12 novembre 2019

 

Le comité Pro Persona est un cercle de réflexion composé de philosophes, théologiens et d’experts de la finance, il vise à approfondir les questions éthiques qui se posent à l’activité financière et économique.

 

Sa mission ? Contribuer à une recherche fondamentale et appliquée en faveur d’une finance au service de l’économie et d’une économie au service de la personne humaine. Pour partager les fruits de ses réflexions, Pro Persona édite des Cahiers, découvrez le quatrième numéro de la séquence « Responsabilité » :

 

Le risque a deux facettes : il fait peur à certains et en fascine d’autres. C’est pourquoi la société dans son ensemble est marquée en même temps par une allergie au risque jusqu’à chercher à atteindre par tous les moyens le « risque zéro », et par une fascination pour des comportements à risque jusqu’à tolérer une témérité pouvant avoir des conséquences terribles sur l’ensemble de la société. Alors quelle place pour le risque ?

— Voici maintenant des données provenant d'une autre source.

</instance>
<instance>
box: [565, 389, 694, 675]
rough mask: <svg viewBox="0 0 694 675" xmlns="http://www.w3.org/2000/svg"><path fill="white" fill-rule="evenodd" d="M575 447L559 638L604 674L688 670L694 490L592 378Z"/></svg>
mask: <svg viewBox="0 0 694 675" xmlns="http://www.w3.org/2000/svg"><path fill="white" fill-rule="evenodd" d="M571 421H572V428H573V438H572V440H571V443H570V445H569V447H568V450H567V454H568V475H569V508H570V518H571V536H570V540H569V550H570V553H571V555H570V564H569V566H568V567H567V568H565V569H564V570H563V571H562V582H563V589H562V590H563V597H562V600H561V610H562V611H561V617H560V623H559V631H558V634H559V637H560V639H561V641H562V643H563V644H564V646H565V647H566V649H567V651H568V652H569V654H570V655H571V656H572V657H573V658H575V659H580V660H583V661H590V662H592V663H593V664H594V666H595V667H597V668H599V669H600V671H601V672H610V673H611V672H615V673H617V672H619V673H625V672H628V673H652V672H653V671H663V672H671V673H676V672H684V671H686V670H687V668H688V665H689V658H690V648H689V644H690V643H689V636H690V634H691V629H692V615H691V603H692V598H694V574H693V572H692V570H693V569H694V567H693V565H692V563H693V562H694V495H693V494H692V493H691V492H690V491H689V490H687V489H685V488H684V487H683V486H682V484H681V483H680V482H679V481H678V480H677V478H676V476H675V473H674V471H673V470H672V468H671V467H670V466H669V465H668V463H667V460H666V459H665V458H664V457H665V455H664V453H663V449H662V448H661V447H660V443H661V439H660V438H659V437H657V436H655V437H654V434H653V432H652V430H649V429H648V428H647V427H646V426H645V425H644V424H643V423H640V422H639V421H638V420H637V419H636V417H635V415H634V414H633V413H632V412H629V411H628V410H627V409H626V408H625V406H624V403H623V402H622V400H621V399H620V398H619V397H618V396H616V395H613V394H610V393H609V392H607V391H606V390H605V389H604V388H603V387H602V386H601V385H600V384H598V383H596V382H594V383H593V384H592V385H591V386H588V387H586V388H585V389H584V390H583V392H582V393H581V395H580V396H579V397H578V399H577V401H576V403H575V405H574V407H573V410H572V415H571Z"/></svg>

Le risque et sa dualité de sens

Le risque contient une dualité de sens :
• Soit il est envisagé comme une simple incertitude face à une issue possible, qui peut être soit un gain soit une perte. L’appât du gain, quel qu’il soit, pousse alors à prendre des risques, parfois jusqu’à la témérité.
• Soit il est envisagé uniquement sous l’angle de l’aléa négatif, à savoir comme une perte possible et donc comme un danger éventuel. La peur de perdre pousse, quant à elle, à diminuer toujours plus les risques jusqu’à atteindre le « risque zéro ».

 

Ce deuxième sens l’emporte habituellement sur le premier. Ainsi, en cherchant à écarter toute perte possible ou tout danger éventuel, on en vient à vouloir éviter d’emblée tout risque dans son premier sens, avec pour conséquence inévitable celle de nier la liberté et la contingence inhérentes à toute action humaine.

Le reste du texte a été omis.